I: Parlami della città in cui sei nato cresciuto
A: Allora… se dovessi parlare di Pompei probabilmente non saprei che dirti perché è stata la mia culla per i miei primi anni d’infanzia però al di fuori di quello, proprio perché l’infanzia non… diciamo non… come si dice… non hai non hai quella grande confidenza con il posto in cui vivi per descriverlo a pieno, in tutti i suoi modi; quindi, ti posso dire che Pompei o Napoli in generale, penso sia più lei che conosce me, tra virgolette, come se fosse tipo una persona, è più lei che conosce me che io che conosco lei… però entrambe abbiamo qualcosa in comune, se non il fatto di aver vissuto e stare in quel posto lì dove si trova.
I: Che rapporto hai\cosa pensi della città di Perugia?
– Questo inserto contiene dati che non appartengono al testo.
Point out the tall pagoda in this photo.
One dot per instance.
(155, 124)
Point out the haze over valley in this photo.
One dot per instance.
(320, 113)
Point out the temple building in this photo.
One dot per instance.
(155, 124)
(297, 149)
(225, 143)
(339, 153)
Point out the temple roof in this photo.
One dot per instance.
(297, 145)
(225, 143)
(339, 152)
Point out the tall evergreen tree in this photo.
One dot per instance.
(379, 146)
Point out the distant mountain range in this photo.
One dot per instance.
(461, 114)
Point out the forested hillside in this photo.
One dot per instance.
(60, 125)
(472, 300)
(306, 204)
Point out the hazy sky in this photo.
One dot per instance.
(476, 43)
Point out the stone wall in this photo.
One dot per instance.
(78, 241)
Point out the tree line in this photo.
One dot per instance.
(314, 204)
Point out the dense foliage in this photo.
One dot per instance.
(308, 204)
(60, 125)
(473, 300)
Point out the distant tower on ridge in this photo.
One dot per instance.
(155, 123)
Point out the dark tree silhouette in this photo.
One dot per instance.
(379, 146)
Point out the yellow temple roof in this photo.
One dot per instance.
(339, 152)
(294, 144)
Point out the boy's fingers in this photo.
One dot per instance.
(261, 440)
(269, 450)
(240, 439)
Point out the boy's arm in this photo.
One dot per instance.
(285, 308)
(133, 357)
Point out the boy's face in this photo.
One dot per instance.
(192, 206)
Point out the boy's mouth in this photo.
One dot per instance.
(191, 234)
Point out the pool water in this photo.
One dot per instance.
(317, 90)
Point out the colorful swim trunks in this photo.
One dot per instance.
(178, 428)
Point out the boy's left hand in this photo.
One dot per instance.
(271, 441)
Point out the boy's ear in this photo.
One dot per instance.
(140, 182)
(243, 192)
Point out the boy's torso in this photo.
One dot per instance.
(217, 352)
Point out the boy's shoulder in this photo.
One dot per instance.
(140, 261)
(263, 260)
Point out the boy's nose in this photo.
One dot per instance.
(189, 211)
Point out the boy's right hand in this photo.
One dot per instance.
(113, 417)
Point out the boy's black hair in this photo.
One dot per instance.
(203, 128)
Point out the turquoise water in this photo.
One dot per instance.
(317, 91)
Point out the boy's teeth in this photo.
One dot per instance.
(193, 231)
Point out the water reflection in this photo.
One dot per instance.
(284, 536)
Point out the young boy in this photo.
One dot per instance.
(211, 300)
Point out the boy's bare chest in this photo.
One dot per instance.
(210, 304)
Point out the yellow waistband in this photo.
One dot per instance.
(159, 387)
A: Allora… Perugia è una città difficile, nel senso per quello che ho vissuto, quando ti trovi diciamo in una certa età dove devi ricominciare una vita che in realtà non era nemmeno cominciata, per essere l’infanzia, è stato difficile. Le persone sono molto difficili, sono tutto il contrario rispetto a quelle che ho potuto conoscere giù. Sono molto introverse all’inizio e solo dopo un’attenta conoscenza riesci a capire chi sono. Quindi è un rapporto un po’ di odio e amore, non lo so, perché è la città in cui sono cresciuta ma è anche la città in cui ho litigato più spesso; perché non mi sono trovata bene in un sacco di situazioni, con un sacco di persone e…. però quelle poche ma buonissime volte in cui mi sono trovata bene me le porto per bene dentro quindi, insomma… Si, probabilmente una medaglia con due facce, letteralmente.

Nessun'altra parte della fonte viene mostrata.